Schliesslich wurde dann an der Veranstaltung in der Länggasse aber doch noch ein Statement von Angehörigen der Uni Bern verlesen, welche das Vorgehen der Universitätsleitung scharf kriti­sierten. Vorgetragen wurde es aller­dings von Bernhard C. Schär, seines Zeichens Alumni der Universität Bern und heute Geschichtsprofessor in Lausanne. Weil niemand der Uni Bern es wagte, namentlich zum Protest zu stehen.

Die Worte waren unmiss­ver­ständlich und klar, sie klagten eine «Mauer des Schweigens» an, die gebrochen werden müsse, und dass Meinungs- und Wissenschaftsfreiheit an der Universität ein kostbares Gut sei. An die Anwesenden im Saal erging der Aufruf, der Universitätsleitung zu schreiben, um gegen deren demokra­tie­ver­ach­tendes Auftrittsverbot für Francesca Albanese zu prote­stieren. Natürlich habe ich das getan – und auch meinen Namen unter mein Protestschreiben gesetzt.

Als Historikerin kenne ich zahlreiche wissen­schaftlich belegte Beispiele aus der Vergangenheit, die zeigen, wie und wann freiheit­liche Gesellschaften in autoritäre Systeme kippten. Die Einschränkung von Meinungs- und Redefreiheit an Universitäten steht dabei immer am Anfang…

Nachtrag: Das üble Trauerspiel geht weiter. Am Montag, 30 Juni hat die Uni-Leitung mit einer nochma­ligen, aufge­bauten Medienmitteilung nachge­doppelt, in welcher sie Links zu X‑Posts, die von Francesca Albanese in der Vergangenheit verschickt worden sind, aus dem Zusammenhang gerissen verlinkt. Kein Wort, wie es sich für eine Universität gehören würde, über die Inhalte ihrer wissen­schaftlich erarbei­teten Berichte…

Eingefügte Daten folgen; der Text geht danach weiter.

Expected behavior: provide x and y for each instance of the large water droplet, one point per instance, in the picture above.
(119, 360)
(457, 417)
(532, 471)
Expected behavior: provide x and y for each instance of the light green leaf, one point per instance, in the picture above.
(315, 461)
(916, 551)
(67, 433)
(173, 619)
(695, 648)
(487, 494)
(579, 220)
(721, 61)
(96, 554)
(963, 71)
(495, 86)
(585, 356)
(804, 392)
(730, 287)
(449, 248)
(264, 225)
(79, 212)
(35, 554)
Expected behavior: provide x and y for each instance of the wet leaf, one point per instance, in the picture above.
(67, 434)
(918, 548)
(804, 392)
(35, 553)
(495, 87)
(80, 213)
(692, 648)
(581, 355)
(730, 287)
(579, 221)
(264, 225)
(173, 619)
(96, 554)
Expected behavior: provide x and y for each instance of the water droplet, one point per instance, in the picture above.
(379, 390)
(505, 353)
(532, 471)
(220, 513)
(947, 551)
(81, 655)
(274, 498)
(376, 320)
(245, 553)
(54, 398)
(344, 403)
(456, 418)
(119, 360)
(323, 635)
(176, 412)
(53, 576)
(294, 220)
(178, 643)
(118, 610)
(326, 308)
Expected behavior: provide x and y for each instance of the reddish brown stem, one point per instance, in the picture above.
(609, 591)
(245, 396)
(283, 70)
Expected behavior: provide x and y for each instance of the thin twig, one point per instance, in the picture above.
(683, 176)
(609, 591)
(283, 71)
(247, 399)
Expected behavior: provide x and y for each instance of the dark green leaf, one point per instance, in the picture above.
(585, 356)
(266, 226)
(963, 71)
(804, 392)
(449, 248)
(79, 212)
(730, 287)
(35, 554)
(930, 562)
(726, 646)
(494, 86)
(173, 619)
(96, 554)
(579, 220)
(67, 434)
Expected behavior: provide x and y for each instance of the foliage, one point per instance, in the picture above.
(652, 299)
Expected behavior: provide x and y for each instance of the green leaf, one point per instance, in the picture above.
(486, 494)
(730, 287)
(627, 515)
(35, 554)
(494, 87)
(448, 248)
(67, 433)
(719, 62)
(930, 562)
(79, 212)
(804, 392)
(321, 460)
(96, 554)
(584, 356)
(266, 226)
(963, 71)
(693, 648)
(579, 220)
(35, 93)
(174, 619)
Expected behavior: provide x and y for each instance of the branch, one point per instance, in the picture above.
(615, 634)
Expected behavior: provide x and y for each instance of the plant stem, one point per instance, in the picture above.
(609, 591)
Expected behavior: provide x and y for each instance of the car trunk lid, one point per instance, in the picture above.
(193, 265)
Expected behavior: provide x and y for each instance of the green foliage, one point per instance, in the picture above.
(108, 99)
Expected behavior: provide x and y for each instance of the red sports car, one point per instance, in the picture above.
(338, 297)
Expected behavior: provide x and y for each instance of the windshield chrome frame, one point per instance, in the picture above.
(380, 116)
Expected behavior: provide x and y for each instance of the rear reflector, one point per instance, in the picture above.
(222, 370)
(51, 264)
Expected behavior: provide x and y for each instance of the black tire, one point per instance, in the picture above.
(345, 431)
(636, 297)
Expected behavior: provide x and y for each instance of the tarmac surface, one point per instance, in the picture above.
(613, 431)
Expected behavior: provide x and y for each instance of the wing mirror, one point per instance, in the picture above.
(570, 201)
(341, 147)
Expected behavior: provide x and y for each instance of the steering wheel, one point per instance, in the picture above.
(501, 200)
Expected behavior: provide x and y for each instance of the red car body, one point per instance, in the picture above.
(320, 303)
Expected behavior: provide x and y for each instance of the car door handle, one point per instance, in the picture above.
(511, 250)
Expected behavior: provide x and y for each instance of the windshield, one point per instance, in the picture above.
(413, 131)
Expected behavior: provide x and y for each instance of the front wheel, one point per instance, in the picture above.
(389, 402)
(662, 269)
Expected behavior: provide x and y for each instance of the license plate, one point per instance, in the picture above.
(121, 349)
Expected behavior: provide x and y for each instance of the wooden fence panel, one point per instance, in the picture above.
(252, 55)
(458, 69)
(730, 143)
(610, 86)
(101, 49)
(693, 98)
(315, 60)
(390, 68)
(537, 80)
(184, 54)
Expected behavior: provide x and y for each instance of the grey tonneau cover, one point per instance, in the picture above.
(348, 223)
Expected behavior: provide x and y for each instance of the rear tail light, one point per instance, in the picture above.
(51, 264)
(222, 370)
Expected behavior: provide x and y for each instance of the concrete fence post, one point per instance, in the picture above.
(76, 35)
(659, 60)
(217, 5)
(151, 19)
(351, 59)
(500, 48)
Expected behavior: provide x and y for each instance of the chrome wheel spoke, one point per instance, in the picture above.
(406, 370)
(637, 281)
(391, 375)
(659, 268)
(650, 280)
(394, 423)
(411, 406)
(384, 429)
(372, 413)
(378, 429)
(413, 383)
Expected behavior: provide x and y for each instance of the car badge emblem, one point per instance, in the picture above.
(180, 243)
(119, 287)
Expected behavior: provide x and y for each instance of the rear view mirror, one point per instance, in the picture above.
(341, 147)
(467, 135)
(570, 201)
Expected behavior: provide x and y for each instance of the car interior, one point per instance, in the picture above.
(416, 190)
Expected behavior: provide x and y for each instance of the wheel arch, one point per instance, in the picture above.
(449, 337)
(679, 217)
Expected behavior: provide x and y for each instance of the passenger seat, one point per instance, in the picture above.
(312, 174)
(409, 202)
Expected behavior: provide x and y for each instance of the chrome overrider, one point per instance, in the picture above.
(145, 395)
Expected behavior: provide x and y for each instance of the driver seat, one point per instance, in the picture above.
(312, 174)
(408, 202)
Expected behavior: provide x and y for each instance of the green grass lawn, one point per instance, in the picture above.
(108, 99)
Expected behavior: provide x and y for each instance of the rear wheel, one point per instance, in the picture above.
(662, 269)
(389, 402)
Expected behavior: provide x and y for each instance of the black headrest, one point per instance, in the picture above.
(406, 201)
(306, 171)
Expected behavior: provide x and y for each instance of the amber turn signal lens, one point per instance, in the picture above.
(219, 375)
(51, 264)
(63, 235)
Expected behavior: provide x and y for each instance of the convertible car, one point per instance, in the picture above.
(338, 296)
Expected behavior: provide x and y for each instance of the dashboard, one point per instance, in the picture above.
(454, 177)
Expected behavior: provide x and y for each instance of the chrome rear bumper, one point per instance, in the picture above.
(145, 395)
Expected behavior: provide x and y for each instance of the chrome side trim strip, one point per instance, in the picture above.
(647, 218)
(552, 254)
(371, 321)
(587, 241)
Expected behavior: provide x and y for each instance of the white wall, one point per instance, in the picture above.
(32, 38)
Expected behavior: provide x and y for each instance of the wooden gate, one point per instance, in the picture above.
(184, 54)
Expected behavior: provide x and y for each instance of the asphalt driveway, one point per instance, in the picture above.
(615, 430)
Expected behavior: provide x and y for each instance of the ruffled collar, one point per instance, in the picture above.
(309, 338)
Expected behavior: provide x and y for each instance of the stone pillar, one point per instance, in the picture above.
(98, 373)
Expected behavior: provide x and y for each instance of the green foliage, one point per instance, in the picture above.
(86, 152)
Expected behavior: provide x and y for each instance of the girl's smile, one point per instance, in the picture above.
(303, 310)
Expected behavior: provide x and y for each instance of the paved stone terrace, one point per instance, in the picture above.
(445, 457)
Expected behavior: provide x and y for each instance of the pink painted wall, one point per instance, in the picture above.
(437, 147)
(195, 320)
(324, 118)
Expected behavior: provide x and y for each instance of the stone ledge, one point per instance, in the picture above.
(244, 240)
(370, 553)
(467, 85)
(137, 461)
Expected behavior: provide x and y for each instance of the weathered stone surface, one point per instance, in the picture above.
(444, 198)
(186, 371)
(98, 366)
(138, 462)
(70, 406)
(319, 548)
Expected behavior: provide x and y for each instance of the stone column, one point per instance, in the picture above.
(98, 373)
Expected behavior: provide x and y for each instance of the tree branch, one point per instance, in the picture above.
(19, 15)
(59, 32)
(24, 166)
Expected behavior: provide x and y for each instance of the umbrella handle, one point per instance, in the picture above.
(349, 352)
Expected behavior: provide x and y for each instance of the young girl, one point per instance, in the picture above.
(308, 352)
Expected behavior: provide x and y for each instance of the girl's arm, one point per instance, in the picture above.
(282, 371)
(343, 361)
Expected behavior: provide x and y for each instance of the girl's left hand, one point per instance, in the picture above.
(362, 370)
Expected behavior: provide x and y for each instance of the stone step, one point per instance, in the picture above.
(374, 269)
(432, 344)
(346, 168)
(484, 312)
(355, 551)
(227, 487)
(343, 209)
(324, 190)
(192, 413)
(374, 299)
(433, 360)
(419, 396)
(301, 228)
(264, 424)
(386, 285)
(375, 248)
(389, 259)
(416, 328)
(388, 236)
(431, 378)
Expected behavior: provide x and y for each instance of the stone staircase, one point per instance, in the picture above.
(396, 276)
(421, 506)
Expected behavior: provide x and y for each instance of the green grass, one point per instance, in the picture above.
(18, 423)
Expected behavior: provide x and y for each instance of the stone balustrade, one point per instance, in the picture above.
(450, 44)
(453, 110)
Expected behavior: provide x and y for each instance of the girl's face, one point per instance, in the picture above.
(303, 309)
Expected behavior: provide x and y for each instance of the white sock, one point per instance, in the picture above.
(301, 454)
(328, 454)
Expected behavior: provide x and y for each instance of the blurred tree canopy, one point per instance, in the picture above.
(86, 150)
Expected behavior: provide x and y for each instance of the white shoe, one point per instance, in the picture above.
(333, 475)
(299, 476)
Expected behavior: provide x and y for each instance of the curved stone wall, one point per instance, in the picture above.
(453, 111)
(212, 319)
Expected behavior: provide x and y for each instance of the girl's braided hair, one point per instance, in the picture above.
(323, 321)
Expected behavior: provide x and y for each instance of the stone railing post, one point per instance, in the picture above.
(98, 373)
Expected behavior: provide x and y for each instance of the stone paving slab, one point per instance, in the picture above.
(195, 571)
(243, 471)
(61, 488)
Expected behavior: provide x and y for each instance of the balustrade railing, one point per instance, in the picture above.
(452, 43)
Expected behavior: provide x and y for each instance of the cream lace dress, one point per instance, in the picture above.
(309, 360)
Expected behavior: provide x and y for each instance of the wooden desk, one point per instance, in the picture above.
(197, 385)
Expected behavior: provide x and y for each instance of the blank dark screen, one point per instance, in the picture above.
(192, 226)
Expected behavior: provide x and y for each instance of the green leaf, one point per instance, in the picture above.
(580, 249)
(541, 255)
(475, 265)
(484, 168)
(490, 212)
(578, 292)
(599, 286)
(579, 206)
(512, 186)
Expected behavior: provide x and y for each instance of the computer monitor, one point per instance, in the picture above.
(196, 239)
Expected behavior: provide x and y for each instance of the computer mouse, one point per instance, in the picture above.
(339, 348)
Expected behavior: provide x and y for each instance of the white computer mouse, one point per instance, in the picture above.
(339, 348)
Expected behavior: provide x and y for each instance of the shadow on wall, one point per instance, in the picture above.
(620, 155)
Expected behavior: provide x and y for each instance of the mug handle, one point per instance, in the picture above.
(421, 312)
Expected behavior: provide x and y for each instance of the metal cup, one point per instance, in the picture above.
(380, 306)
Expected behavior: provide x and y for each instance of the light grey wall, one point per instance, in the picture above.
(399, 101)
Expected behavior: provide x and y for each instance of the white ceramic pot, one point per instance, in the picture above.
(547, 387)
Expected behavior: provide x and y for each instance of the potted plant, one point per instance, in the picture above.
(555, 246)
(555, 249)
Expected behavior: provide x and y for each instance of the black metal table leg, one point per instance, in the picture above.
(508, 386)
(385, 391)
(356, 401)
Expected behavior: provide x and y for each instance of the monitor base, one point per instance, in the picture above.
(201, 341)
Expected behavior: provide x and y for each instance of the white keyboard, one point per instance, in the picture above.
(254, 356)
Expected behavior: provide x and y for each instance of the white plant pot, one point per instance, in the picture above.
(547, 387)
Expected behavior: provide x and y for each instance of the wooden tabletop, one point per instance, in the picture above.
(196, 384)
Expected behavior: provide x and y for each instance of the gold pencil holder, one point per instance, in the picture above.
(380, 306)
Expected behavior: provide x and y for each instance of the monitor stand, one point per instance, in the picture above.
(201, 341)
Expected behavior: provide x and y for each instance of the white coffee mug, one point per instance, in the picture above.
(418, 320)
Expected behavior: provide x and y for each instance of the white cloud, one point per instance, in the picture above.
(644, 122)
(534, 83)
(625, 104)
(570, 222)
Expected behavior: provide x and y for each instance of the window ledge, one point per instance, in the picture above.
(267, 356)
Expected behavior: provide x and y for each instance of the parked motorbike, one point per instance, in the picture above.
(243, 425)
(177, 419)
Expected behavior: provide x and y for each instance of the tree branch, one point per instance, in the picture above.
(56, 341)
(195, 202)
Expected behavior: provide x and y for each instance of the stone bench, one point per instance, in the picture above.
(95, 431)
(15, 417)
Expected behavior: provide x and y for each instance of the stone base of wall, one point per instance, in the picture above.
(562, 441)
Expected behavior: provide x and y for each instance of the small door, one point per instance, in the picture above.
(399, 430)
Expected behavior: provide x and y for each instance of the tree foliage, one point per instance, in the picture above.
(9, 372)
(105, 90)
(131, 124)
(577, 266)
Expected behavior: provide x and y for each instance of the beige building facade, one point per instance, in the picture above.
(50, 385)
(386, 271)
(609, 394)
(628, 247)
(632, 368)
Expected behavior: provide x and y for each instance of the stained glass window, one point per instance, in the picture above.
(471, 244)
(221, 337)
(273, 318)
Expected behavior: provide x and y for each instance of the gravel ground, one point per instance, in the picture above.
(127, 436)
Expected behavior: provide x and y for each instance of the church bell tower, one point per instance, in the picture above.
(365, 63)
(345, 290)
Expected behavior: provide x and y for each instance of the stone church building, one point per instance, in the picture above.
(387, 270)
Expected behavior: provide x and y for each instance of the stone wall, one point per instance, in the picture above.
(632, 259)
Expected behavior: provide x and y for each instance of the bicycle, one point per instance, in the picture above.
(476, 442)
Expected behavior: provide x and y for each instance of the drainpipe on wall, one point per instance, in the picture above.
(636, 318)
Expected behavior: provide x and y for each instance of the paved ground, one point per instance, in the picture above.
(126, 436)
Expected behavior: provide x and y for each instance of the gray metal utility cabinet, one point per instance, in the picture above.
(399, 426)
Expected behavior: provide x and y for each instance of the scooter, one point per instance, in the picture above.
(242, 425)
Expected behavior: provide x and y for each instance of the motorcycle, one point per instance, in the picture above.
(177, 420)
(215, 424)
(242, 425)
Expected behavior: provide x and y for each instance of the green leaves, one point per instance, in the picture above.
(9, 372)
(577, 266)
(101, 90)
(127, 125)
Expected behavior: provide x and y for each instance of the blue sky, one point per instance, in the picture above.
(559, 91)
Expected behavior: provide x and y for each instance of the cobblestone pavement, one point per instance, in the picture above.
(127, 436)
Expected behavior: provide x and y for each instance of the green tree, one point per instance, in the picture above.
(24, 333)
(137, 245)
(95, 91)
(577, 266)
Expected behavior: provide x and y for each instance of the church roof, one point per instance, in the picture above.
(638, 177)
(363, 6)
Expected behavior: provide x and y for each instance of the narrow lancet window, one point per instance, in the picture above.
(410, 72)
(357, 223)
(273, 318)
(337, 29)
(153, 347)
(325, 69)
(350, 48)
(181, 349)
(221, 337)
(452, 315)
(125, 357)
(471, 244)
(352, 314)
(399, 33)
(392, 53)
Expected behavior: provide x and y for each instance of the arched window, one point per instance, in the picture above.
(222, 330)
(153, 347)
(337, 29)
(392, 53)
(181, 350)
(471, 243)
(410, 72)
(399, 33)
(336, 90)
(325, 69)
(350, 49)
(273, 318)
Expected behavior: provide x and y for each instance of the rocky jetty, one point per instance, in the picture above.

Einer Uni unwürdig und peinlich den auch die Mail, welche Uni-Kommunikationschef Christian Degen copy-paste allen engagierten Mitbürger:innen zukommen liess, welche mit einem Schreiben an die Uni-Leitung ihren Protest gegen deren Vorgehen mitge­teilt haben:

Mehr noch: Als einziges deutsch­schweizer Medium hat die Republik mit den beiden Menschenrechtsexpertinnen ein aufschluss­reiches Interview publi­ziert, welches auf die INHALTE ihrer Positionen eingeht, statt auf billiges Bashing. Alle anderen –und allen voran die NZZ – haben noch einmal nachgelegt und versucht, auch die Veranstaltung vom Freitag, 4. Juli mit Francesca Albanese in derZentralwäscherei in Zürich durch weitere Diskreditierungen zu canceln. Eine Veranstaltung notabene, an welcher die UNO-Sonderberichterstattung ihren jüngsten Bericht über die Zusammenhänge zwischen israe­li­scher Wirtschaftstätigkeit und der Apartheidspolitik gegenüber Palästinenser:innen zur Debatte stellt.

Eine Antwort auf „Die Schande von Bern“

  1. Vielen Dank für Ihren sehr guten Beitrag, ich hätte sonst nichts von diesem Skandal erfahren. Immerhin konnte der Anlass am neuen Ort statt­finden, in Zürich offenbar auch. Eine Schande für die Uni Bern.